Je regarday toutes ces femmes, et m’accoutumay, peu à peu, à n’en distinguer aucune ; à vivre avec leur sexe, et point avec leur personne ; à me jouer de leurs caprices, de leurs ruses, de leur fausse soumission et de leurs larmes ; à regarder leurs vains efforts, à les voir quand elles portoient leurs chaînes et quand elles paraissoient s’en lasser.

Je multipliay les règles, j’augmentay les devoirs ; tout le monde fut coupable ou craignit de l’être. Je menaçay peu, je ne pardonnay jamais.
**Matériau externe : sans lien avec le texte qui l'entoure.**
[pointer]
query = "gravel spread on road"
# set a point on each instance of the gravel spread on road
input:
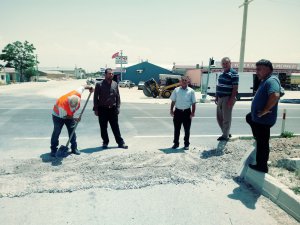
(121, 169)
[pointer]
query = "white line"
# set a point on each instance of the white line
(200, 135)
(201, 117)
(37, 138)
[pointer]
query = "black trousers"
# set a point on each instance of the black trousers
(109, 115)
(182, 117)
(261, 133)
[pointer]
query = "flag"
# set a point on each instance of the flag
(115, 55)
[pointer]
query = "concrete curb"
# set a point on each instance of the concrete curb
(270, 187)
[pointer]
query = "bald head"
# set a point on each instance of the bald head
(74, 101)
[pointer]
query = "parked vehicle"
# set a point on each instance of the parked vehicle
(153, 89)
(141, 85)
(126, 83)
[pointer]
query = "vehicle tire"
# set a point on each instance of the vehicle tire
(166, 94)
(147, 92)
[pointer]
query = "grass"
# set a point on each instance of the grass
(296, 190)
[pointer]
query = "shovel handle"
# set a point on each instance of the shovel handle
(78, 121)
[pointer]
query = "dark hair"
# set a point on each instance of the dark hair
(106, 70)
(265, 62)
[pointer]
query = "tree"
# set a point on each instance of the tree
(19, 55)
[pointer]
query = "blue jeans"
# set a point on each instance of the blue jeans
(58, 125)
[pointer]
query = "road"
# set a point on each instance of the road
(27, 122)
(146, 184)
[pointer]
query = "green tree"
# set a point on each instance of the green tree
(20, 55)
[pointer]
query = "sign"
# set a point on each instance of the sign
(121, 60)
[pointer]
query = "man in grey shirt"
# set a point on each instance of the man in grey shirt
(183, 98)
(107, 107)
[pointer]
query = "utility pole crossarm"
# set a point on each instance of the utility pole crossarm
(243, 39)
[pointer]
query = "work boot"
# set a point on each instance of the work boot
(76, 151)
(123, 146)
(53, 153)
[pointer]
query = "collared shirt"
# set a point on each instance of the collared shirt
(226, 81)
(106, 95)
(267, 87)
(183, 98)
(62, 113)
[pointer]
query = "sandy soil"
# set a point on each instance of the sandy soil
(283, 148)
(119, 169)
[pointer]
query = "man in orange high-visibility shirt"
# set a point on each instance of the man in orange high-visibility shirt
(63, 114)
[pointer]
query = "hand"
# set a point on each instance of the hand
(77, 119)
(262, 113)
(230, 102)
(192, 115)
(172, 113)
(216, 100)
(91, 89)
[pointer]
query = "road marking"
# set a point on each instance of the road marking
(37, 138)
(199, 135)
(201, 117)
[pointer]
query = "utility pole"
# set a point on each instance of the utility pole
(243, 39)
(121, 64)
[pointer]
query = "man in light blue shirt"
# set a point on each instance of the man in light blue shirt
(183, 98)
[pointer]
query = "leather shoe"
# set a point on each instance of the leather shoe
(76, 152)
(258, 168)
(123, 146)
(223, 138)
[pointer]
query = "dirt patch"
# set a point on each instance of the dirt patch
(283, 148)
(116, 169)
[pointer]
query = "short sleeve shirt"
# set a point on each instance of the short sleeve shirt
(226, 81)
(268, 86)
(183, 98)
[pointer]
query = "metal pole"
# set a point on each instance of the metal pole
(243, 39)
(37, 68)
(283, 121)
(121, 65)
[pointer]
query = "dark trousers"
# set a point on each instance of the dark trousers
(109, 115)
(182, 117)
(261, 133)
(58, 125)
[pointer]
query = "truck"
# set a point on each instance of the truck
(248, 84)
(164, 88)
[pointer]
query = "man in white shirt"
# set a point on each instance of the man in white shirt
(183, 98)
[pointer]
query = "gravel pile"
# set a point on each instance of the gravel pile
(119, 169)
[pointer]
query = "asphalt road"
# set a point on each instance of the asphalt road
(26, 125)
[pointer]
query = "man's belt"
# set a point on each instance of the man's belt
(183, 110)
(108, 106)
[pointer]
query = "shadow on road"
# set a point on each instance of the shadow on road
(96, 149)
(244, 193)
(218, 151)
(171, 150)
(46, 158)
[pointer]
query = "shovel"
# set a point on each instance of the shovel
(63, 150)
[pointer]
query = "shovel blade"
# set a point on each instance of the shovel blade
(62, 152)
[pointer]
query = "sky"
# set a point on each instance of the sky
(86, 33)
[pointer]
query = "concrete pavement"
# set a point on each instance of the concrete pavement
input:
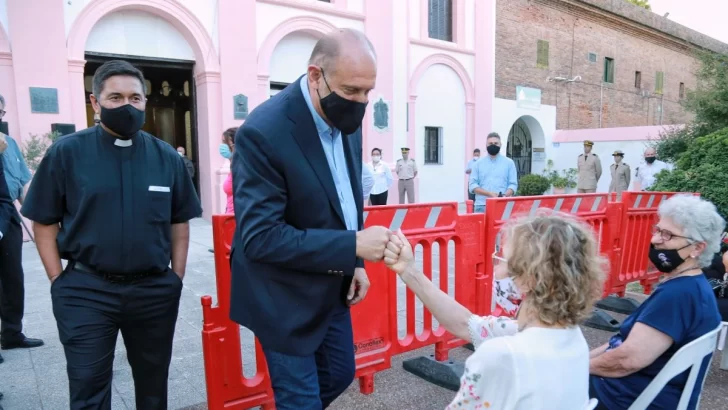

J’employay toutes sortes de châtimens, même ceux qui mettent dans l’humiliation extrême, et qui ramènent, pour ainsi dire, à l’enfance[2].

Je saisis plus fortement l’esprit de mon maître ; son oreille fut ouverte à moy seul, et, en excitant sa sévérité naturelle, je me mis entre luy et ses autres esclaves, je mis ses autres esclaves entre ses femmes et moy.

Ô triste effet d’un impuissant amour ! Celle que j’avois adorée me voyoit plus cruel encore, et, comme elle me faisoit plus vivement sentir ma situation, que ses mépris m’étoient plus insupportables, je

  1. Montesquieu avait écrit d’abord : « …et je commencay à jouir de mon état, et du seul plaisir des gens malheureux, qui est celuy de commander. »
  2. V. Lettres persanes : CLVII, Zachi à Usbek.